‘Classification czar’ can testify in AIPAC staffers’ case


WASHINGTON (JTA) — The Bush administration’s former "classification czar" can testify for the defense in the case against two former AIPAC staffers.

Federal Judge T.S. Ellis III in an order released Wednesday allowed the testimony of William Leonard, who headed the Information Security Oversight Office, in the classified information leak case.

Leonard could be the most damaging witness to the prosecution when Keith Weissman, the American Israel Public Affairs Committee’s former Iran analyst, and Steve Rosen, its former foreign policy chief, go to trial for allegedly relaying classified information to colleagues, journalists and Israeli diplomats.

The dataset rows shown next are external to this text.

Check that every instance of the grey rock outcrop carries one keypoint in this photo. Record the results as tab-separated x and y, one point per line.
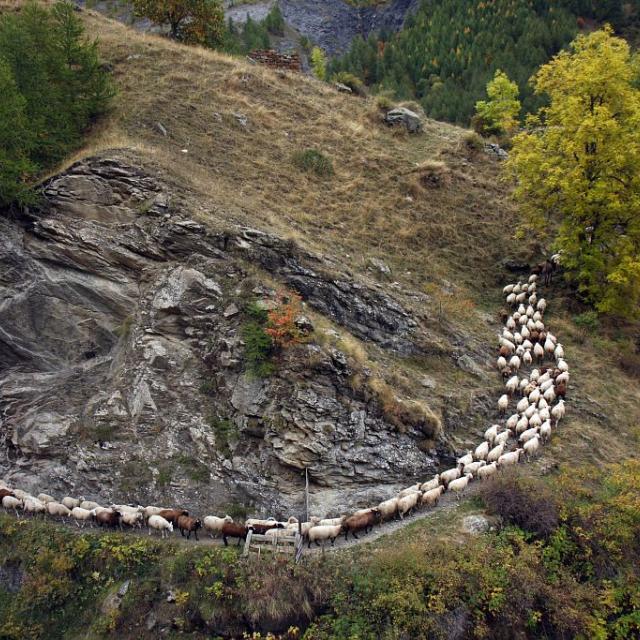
122	361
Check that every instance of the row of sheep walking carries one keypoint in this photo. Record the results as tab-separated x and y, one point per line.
539	407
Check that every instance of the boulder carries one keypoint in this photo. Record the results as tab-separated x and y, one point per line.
404	117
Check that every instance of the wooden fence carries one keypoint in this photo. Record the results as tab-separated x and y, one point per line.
275	544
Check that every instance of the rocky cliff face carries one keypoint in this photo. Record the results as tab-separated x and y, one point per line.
122	370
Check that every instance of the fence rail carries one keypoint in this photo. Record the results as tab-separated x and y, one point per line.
258	543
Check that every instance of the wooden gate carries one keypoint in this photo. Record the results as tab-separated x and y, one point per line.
275	544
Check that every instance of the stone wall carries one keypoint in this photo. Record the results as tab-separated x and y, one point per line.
271	58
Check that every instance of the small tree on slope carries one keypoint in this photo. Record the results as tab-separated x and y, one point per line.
498	114
578	169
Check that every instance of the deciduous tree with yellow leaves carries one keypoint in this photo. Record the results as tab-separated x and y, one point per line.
577	169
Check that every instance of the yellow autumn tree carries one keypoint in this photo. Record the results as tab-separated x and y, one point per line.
499	114
193	21
577	169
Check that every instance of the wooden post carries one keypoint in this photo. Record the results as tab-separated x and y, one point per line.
306	493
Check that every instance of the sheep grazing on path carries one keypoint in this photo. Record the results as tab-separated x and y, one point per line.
58	509
460	484
81	516
322	533
159	524
449	475
430	498
511	458
487	470
233	530
389	508
11	502
408	503
213	524
190	525
433	483
365	522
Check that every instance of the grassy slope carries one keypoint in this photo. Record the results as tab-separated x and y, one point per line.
434	240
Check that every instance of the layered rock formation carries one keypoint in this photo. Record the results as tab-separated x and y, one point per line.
122	370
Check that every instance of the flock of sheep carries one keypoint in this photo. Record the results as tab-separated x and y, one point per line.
525	340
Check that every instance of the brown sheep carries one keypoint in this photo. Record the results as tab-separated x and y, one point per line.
172	515
108	518
263	528
233	530
190	525
363	522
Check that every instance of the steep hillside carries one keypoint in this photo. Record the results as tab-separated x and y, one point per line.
124	370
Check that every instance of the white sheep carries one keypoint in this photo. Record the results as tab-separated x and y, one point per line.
528	434
491	433
473	467
460	484
33	505
523	425
58	509
430	498
481	451
502	438
487	470
159	524
389	508
213	524
152	511
132	518
412	489
463	460
512	384
530	412
512	421
535	420
531	446
81	515
89	504
9	502
70	503
558	411
433	483
449	475
538	351
407	503
507	459
332	522
495	453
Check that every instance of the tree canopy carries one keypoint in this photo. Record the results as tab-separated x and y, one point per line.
578	169
193	21
499	114
52	86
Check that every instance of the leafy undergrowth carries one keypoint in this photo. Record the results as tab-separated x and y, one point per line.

Lawyers for Rosen and Weissman sought the testimony of Leonard, who oversaw classification procedures from 2002 to 2008, and his predecessor, Steven Garfinkel, because both men have argued in retirement that the government overclassifies. Their expertise could undermine arguments that the information allegedly handled by Rosen and Weissman met the standards of "national defense information," which Ellis has said the government must prove.

Proving that information was classified is not by itself enough to show wrongdoing. Prosecutors must show it meets national defense information standards of being "closely held" by the United States and that its release could potentially damage the nation.

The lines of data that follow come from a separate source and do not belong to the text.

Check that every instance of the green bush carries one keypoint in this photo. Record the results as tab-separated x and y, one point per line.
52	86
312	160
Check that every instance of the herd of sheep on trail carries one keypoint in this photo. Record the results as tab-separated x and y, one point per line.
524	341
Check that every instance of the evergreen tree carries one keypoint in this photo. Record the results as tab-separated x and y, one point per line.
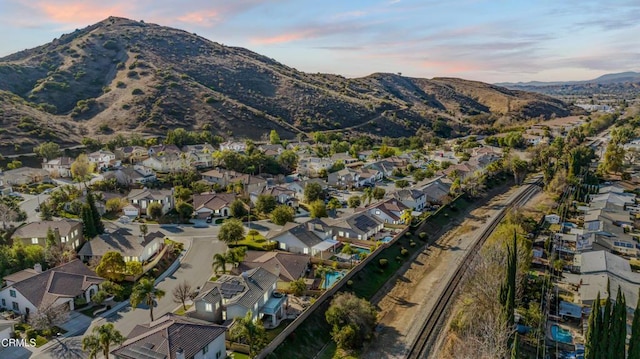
634	342
95	215
592	344
88	225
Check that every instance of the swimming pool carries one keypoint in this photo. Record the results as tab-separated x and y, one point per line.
386	239
332	278
561	335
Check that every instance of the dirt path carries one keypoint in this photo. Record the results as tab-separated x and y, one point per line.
404	306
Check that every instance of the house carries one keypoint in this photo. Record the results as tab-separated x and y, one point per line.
304	238
358	226
103	159
141	198
283	195
158	150
134	248
166	162
51	288
58	167
23	176
66	231
232	296
174	337
200	156
289	266
213	204
131	154
436	191
412	198
235	146
127	176
389	211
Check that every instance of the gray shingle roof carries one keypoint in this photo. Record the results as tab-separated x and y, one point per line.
163	337
68	280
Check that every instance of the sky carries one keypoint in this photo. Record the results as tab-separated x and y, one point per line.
485	40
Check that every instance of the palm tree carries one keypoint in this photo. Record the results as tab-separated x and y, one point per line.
102	339
146	292
252	332
220	262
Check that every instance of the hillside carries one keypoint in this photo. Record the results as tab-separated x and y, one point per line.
123	76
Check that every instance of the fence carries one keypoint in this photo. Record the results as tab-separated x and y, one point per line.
326	295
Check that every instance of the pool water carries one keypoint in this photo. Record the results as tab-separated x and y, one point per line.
561	335
331	278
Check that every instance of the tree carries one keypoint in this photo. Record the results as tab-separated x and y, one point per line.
231	230
95	215
352	320
353	202
48	315
145	291
298	287
185	211
312	192
220	261
266	203
112	266
282	214
182	293
317	209
378	193
102	338
238	209
634	341
274	138
154	210
251	332
48	150
402	183
81	168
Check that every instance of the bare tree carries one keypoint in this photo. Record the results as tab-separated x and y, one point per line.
49	315
182	293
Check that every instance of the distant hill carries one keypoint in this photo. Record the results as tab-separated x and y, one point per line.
618	83
124	76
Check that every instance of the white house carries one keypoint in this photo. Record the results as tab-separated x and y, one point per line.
174	337
32	289
58	167
136	248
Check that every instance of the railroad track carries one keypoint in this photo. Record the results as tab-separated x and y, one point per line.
421	346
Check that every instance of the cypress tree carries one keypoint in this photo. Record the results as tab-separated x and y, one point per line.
592	342
88	226
95	215
634	342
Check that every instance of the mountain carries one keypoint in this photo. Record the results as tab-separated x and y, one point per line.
124	76
623	83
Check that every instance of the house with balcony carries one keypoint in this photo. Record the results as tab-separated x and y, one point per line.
30	290
232	296
141	198
58	167
174	337
66	232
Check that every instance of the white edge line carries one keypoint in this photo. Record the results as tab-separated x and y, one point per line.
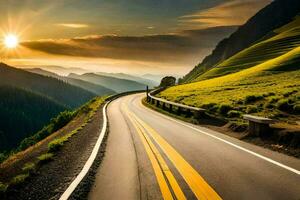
89	162
232	144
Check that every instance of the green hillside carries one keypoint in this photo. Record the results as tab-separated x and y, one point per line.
94	88
23	113
284	40
116	84
269	89
58	90
277	14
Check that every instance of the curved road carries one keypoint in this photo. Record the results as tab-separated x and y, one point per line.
152	156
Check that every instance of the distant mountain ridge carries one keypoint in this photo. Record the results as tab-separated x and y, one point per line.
273	16
149	82
116	84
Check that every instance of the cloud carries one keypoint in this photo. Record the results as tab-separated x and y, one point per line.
180	47
73	25
230	13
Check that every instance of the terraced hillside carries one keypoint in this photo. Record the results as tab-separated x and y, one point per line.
285	39
270	89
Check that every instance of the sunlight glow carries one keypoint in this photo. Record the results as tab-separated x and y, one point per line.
11	41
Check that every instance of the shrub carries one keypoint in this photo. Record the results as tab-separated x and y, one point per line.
234	113
19	179
29	167
251	109
269	105
284	105
253	98
45	157
224	109
296	108
3	187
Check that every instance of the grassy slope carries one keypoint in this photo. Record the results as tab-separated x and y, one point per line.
274	80
116	84
286	38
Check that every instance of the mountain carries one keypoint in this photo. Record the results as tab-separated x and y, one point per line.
94	88
261	25
116	84
57	90
41	72
145	81
22	113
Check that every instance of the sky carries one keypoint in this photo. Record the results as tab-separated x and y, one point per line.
130	36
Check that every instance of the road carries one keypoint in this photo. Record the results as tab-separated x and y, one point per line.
152	156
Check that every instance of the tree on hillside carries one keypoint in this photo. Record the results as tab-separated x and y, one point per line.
167	81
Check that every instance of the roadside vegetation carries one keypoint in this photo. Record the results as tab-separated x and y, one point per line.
29	168
260	90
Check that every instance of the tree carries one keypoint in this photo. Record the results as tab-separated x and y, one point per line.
167	81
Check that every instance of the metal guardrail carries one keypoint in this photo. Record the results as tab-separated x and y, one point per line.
156	100
115	96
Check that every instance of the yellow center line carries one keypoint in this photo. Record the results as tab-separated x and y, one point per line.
198	185
159	164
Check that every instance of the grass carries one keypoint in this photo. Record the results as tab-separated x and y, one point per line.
44	158
29	167
287	38
89	109
261	86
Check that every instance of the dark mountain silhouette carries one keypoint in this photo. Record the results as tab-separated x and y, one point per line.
23	113
142	80
116	84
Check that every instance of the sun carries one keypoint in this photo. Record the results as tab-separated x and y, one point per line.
11	41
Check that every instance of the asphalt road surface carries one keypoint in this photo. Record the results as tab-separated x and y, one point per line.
152	156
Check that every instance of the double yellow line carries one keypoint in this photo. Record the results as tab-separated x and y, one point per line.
169	187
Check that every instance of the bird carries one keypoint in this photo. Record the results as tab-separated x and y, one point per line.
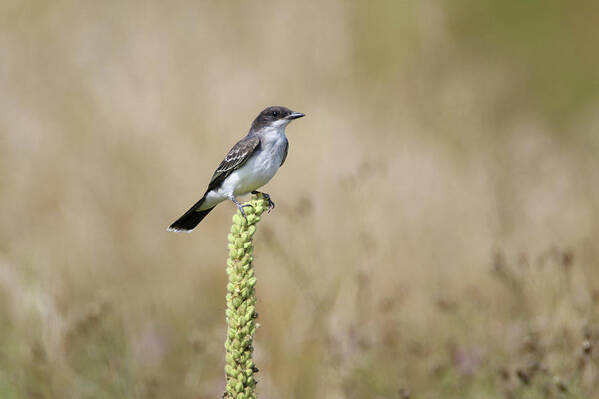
249	165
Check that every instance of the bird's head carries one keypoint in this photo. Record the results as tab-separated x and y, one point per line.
275	117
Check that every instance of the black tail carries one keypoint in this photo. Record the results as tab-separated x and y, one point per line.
190	219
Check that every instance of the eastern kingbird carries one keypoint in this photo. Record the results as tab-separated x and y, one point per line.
250	164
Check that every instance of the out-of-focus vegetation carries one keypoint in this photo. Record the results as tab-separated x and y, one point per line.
437	218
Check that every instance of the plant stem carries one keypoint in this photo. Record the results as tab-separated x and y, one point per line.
241	303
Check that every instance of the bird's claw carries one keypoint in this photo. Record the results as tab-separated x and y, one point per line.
271	204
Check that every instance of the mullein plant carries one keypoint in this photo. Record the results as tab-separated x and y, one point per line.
241	303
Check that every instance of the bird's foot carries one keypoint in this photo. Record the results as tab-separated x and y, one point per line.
271	205
240	207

Prosecutors sought to bar Leonard from the witness stand, saying that his testimony would violate a law banning government officials who have been substantially involved in an investigation from testifying on behalf of any party contesting the United States in court cases arising out of the investigation.

In his order, Ellis summarily dismissed prosecution claims that an hourlong conversation prosecutors had with Leonard in 2006 qualified as "substantial involvement" in the investigation as defined by the law. In a footnote, the judge suggests that the true reason prosecutors sought to keep Leonard off the stand was that he made clear in the meeting that his views on overclassification would undermine rather than reinforce their case.

"That Leonard might disagree with the government is no reason to allow the government to invoke" the relevant statute "to prevent Leonard from serving as a defense expert," Ellis wrote.

FBI agents raided AIPAC offices in August 2004; Rosen and Weissman were indicted a year later. Their case has yet to come to trial, mostly because of disagreements over what information may be presented at trial.